Domvanalimab Combination Shows Clinically Meaningful Progression-Free Survival in Lung Cancer


Data from the fourth interim analysis of the ARC-7 trial shows that a combination of Fc-silent anti-TIGIT and anti-PD-1 molecules are effective for objective response rates in certain lung cancers.

Domvanalimab, an anti-TIGIT antibody, showed clinically meaningful results as an Fc-silent anti-TIGIT/anti-PD-1 combination therapy for patients with first-line metastatic non-small cell lung cancer (NSCLC) at a fourth interim analysis. Patients expressed a PD-L1 tumor proportion score (TPS) at 50% or more and had no epidermal growth factor receptor or anaplastic lymphoma kinase (EGFR/ALK) mutations.

“The efficacy measures observed, including [progression free survival] PFS, reinforce confidence in the TIGIT pathway. The interim results show that combining two checkpoint inhibitors—an anti-TIGIT and an anti-PD-1—delivered added benefit beyond anti-PD-1 monotherapy in this setting,” said Melissa L. Johnson, MD, director Lung Cancer Research, Sarah Cannon Research Institute at Tennessee Oncology, and Lead Investigator for the ARC-7 study, in a press release.

Objective response rates (ORR) and PFS were the primary efficacy measures, and combination therapies with domvanalimab measured higher in both at 6 months. Secondary measures were duration of response, disease control rate, overall survival, and overall safety.

Domvanalimab is designed to bind to immune cell protein receptor, TIGIT, a protein that is exploited by cancer cells because it stops an immune response. Domvanalimab, an Fc-silent investigational monoclonal antibody, binds to TIGIT and effectively activates immune cells to attack and kill target cells.

Researchers conducted this trial to determine the efficacy and safety of domvanalimab as a combination therapy against monotherapy with an anti-PD-1 antibody, zimberelimab.

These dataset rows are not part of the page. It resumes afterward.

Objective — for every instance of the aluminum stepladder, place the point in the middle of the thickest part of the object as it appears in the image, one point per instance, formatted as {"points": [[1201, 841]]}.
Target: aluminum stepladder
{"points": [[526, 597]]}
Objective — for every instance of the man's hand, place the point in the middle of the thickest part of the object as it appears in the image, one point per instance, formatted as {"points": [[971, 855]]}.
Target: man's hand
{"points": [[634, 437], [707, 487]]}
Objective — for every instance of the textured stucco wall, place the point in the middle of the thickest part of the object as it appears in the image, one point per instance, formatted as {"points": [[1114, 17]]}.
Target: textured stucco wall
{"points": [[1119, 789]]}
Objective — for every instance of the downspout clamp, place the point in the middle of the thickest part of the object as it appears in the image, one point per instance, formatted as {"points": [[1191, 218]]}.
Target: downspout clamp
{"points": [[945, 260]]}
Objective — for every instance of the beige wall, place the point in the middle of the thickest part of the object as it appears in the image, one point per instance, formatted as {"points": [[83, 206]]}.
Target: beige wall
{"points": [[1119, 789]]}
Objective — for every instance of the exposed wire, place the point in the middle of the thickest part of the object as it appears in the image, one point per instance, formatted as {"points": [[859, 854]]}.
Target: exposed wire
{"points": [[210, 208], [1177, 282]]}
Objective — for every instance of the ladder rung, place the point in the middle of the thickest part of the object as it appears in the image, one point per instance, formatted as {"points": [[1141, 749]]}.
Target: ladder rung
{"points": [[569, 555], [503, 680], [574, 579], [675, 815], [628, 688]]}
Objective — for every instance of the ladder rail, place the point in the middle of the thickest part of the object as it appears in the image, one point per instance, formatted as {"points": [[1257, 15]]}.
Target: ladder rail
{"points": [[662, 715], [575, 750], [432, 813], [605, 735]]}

The phase 2, multicenter, 3-arm, randomized open-label study evaluated the safety and efficacy of 3 different drug combinations in 1:1:1 randomized arms: domvanalimab and zimberelimab; domvanalimab, zimberelimab, and etrumadenant; and zimberelimab monotherapy in 150 patients with metastatic NSCLC (PD-L1 TPS greater than 50%, no EGFR or ALK mutations).

“The consistency of the efficacy and safety data from both of the domvanalimab-containing arms observed at this interim analysis support our continued strong conviction in the domvanalimab program,” said Dimitry S.A. Nuyten, MD, PhD, chief medical officer of Arcus Biosciences, in the press release.

Domvanalimab-combination arms were well tolerated, showed a consistent safety profile, and researchers observed no unexpected safety signals. It is currently being evaluated as a combination therapy for gastric, esophageal, and gastro-esophageal junction adenocarcinomas, as well as unselected NSCLC and unresectable Stage 3 NSCLC.

Data are expected to be presented at the American Society of Clinical Oncology (ASCO) Monthly Plenary Series on December 20, 2022.

“These results strengthen our belief in the potential of domvanalimab and the promise of our anti-TIGIT approach to meaningfully impact the outlook for people with metastatic lung cancer,” said Bill Grossman, MD, PhD, senior vice president, therapeutic area head, Gilead Oncology, in the press release.


Gilead Sciences, Inc. Gilead and Arcus Biosciences Announce Positive Update on Joint TIGIT Program From Interim Analysis of ARC-7 Study in Non-small Cell Lung Cancer. Businesswire. News Release. November 28, 2022. Accessed on November 29, 2022.